Je quittai la cellule puante dans laquelle j’avais fait incarcérer, au terme d’une longue enquête, cet individu coupable de sept meurtres avec préméditation. Le gardien referma la porte derrière moi, et je partis pour le commissariat où je devais me rendre afin d'assumer les formalités d’usage. Inspecteur de police, un métier qui comporte comme tant d’autres son lot de paperasses à remplir. Je m’acquittai rapidement de ma tâche, et quittai mon bureau pour me rendre en hâte à mon appartement. Une heure d’embouteillages dans la capitale, une foule énervée, agacée par tous les tracas du quotidien. Un quart d’heure de plus avant de trouver une place pour stationner la voiture. Et puis, la délivrance, enfin.

Je me servis un cognac, allumai la radio, et m’affalai dans le canapé. Fatigué. Las de courir après la lie de l’humanité, de traquer jour après jour des détraqués. Et surtout, de savoir que tout cela était inutile, que ceux attrapés ne représentaient qu’une infime partie de la masse des dégénérés meurtriers, violents qui profitaient des travers de notre société moderne pour assouvir librement leurs instincts bestiaux. J’avais envie de tout plaquer, d’arrêter de me confronter sans cesse à ce que le genre humain possède de pire. Mais que pouvais-je faire d’autre ? J’étais un bon flic. Je n’avais rien d’autre.

Comme les autres soirs, je n’eus aucun appétit. J’avalai un somnifère et m’allongeai sur mon lit, encore habillé. Des crimes sanglants, des viols, des actes de tortures ; des esprits malades à pister, débusquer, enfermer. Les enfants perdus d’un pays perdu. Ma vie. Je fermai les yeux, tentai de faire le silence dans mes pensées. Par la fenêtre, la rue charriait son cortège de bruits, ses battements désordonnés, ses cris. La vie urbaine me parvenait par saccades, comme des rafales sonores déferlant dans la pièce à intervalles irréguliers. Il m’était impossible de quitter cet univers, celui de la folie ambiante qui transforme le désespoir des hommes en pulsions agressives. Impossible de changer de vie, je ne le savais que trop bien. Je fis cet amer constat, comme chaque soir, et comme chaque soir la résignation finit par l’emporter.

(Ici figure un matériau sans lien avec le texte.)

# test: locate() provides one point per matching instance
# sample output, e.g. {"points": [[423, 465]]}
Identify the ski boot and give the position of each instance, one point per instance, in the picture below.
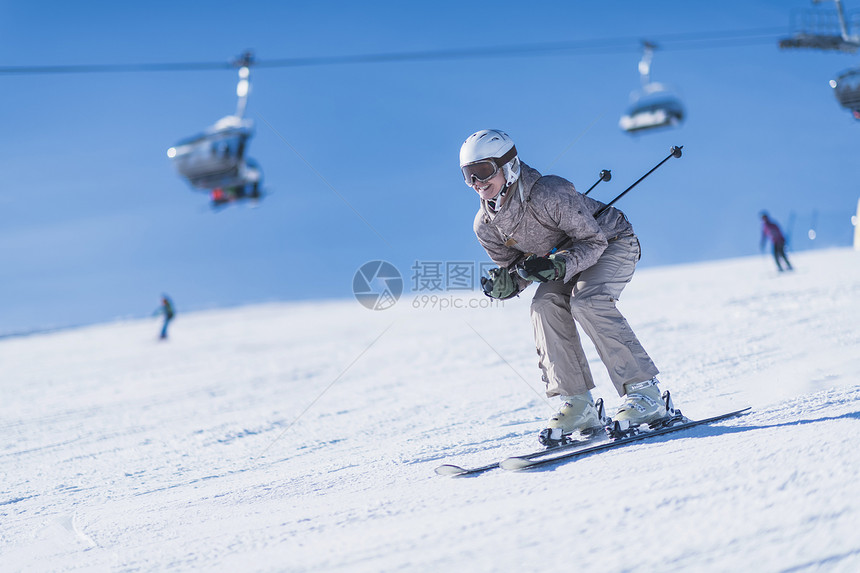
{"points": [[643, 405], [577, 413]]}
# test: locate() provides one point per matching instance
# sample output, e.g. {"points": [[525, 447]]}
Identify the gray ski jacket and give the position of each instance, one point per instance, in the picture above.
{"points": [[540, 212]]}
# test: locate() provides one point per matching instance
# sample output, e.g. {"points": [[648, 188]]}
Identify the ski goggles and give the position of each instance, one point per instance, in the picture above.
{"points": [[485, 169]]}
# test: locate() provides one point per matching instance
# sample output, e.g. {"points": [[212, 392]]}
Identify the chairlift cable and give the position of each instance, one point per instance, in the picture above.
{"points": [[668, 42]]}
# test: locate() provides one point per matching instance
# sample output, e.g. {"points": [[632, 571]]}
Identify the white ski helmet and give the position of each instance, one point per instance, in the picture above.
{"points": [[493, 145]]}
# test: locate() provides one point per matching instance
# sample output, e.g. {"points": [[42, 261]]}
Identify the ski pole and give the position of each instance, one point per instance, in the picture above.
{"points": [[674, 152], [605, 175]]}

Je m’endormis sans avoir quitté mes vêtements. Malgré sa longueur, le sommeil fut peu réparateur, et j’émergeai non sans difficulté le lendemain matin, avant le lever du soleil. Douche, café, informations télévisées. Ensuite, je sortis dans la rue encore silencieuse, montai dans ma voiture et me rendis au commissariat. Mon boulot est toujours le même, une nouvelle affaire ne tarderait pas à montrer le bout de son nez. Toujours plus sordide, toujours plus inhumaine. Assis devant mon bureau, je soupirai longuement, puis commençai à éplucher les différents dossiers qui traînaient devant moi. Une journée de merde s’annonçait, qui ne serait certainement pas la dernière.